The Elixir of Love review – an intoxicating brush with a snake oil salesman
Hackney Empire, London
English Touring Opera’s witty production sets this Donizetti comedy at the seaside, complete with donkey rides, fish and chips and a persuasive conman
A programme essay asks what there is to laugh about in Donizetti’s Elixir of Love. It’s a good question to ask about an opera whose two main characters spend much of the evening being unhappy. But the answer, in Martin Constantine’s well judged new production for English Touring Opera, is - plenty. With witty sets and costumes by April Dalton, Constantine’s production neatly transports the setting from rural Italian village to English coastal town, but with no loss of the music’s sparkle, affability or poignancy.

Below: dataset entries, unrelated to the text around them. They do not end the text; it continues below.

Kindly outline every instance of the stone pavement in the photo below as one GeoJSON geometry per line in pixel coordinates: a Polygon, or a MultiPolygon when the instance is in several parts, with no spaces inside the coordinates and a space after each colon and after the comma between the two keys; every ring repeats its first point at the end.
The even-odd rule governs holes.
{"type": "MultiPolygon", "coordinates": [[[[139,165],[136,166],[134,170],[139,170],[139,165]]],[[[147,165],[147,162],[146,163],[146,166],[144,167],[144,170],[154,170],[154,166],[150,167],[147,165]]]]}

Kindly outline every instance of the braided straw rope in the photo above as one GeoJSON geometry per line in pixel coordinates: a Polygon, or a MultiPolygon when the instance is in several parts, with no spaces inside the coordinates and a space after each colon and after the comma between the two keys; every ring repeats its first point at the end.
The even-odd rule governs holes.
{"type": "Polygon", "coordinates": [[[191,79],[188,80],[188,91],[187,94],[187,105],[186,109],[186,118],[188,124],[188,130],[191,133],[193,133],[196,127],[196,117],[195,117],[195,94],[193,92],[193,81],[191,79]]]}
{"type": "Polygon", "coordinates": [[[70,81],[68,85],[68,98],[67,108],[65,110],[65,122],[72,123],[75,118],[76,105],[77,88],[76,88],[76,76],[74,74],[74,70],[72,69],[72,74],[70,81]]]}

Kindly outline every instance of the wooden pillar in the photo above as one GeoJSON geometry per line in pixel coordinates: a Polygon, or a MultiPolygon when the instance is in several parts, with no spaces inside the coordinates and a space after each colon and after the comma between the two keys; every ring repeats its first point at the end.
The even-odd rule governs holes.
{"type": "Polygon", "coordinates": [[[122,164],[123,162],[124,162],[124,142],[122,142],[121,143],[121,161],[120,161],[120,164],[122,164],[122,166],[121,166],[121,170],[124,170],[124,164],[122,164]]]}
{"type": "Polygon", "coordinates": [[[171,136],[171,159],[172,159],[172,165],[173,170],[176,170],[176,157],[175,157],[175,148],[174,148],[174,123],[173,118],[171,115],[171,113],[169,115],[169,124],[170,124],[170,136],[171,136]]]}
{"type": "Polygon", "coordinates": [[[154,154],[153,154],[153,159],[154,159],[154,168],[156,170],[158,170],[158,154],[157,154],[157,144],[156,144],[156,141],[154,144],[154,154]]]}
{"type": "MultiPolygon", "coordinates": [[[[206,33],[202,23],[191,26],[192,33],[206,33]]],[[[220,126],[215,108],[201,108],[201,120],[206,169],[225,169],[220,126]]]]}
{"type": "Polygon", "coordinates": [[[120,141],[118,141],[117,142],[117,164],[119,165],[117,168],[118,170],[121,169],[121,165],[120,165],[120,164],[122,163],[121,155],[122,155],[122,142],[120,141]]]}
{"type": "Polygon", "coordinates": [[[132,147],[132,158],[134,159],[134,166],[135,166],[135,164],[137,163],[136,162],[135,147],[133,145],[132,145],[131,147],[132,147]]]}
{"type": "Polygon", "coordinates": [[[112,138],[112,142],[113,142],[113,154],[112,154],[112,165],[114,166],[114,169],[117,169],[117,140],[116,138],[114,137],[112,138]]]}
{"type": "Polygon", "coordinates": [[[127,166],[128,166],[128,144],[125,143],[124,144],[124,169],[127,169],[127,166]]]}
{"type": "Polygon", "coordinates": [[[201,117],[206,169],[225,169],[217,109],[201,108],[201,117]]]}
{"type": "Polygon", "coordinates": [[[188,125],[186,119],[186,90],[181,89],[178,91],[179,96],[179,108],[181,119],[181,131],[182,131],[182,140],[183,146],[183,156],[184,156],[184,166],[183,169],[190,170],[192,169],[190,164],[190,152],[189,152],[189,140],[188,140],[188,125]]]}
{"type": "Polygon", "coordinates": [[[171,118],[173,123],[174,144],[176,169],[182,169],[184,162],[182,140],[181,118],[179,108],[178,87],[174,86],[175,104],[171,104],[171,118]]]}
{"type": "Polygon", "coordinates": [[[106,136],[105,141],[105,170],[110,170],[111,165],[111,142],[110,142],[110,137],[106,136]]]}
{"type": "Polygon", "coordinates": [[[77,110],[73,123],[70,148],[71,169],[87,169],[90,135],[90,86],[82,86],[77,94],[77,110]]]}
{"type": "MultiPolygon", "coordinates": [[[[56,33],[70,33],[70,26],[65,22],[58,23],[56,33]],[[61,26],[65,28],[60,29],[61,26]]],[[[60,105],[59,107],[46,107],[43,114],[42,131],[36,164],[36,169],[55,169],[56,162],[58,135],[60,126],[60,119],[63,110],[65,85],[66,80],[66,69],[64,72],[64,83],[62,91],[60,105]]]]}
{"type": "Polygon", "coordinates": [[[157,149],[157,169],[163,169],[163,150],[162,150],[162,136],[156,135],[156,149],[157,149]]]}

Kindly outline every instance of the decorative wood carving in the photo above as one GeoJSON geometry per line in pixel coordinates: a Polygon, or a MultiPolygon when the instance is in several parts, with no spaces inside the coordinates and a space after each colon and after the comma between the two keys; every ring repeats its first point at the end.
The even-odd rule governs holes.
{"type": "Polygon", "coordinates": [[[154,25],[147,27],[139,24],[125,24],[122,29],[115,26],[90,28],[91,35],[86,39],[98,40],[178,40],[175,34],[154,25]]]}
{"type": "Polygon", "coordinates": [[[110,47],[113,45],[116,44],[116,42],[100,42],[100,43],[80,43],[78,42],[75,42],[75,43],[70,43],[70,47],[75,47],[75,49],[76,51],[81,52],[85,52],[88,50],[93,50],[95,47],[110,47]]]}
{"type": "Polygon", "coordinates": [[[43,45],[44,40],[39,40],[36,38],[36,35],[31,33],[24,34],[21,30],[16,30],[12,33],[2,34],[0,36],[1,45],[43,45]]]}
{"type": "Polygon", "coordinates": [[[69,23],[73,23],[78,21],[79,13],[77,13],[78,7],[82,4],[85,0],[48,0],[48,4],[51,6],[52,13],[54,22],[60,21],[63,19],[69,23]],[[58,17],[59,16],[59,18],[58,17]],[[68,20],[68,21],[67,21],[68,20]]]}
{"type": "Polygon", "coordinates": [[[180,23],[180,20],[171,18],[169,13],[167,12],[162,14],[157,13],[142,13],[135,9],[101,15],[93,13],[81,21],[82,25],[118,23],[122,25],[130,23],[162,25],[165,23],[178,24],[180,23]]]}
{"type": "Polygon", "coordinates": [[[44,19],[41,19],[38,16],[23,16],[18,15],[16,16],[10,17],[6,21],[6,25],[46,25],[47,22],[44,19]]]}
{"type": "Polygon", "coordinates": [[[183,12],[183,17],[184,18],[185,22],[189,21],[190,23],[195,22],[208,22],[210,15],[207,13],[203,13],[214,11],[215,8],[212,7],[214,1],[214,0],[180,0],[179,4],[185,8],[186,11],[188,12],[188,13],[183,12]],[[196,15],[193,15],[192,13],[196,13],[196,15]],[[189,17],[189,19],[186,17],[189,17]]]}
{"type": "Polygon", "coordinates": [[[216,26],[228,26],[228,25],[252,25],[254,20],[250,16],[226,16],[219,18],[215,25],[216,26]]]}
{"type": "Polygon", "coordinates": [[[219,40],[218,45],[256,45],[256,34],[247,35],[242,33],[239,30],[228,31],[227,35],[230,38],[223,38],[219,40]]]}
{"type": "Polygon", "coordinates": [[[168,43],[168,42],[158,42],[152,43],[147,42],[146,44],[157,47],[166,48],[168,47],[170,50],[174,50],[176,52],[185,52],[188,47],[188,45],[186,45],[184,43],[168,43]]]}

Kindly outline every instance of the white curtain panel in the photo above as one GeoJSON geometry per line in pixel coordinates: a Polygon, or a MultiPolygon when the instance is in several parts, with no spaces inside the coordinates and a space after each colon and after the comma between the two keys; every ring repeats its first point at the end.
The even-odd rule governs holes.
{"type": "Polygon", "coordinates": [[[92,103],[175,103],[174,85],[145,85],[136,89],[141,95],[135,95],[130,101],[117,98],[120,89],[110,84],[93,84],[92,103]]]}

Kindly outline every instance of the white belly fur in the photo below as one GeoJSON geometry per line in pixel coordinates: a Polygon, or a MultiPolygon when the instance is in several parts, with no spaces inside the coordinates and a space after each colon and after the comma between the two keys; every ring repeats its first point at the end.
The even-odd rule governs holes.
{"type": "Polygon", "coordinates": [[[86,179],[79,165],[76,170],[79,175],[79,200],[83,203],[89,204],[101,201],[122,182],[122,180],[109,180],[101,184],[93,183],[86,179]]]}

The setting offers Constantine the use of almost every available cliche of the rundown English seaside resort – there are donkey rides, a fish and chip van, a pair of lifeguards, a solitary fisherman in sou’wester and oilskins, as well as a theatre that has seen better days. Though it stops short of the Donald McGill world of double entendre postcards, that’s maybe because there’s a contemporary point being made here too. A conman from outside arrives in town to play the pivotal role in this opera, and Dr Dulcamara’s snake-oil elixir has a delicate whiff of Farage, never overstated, about it.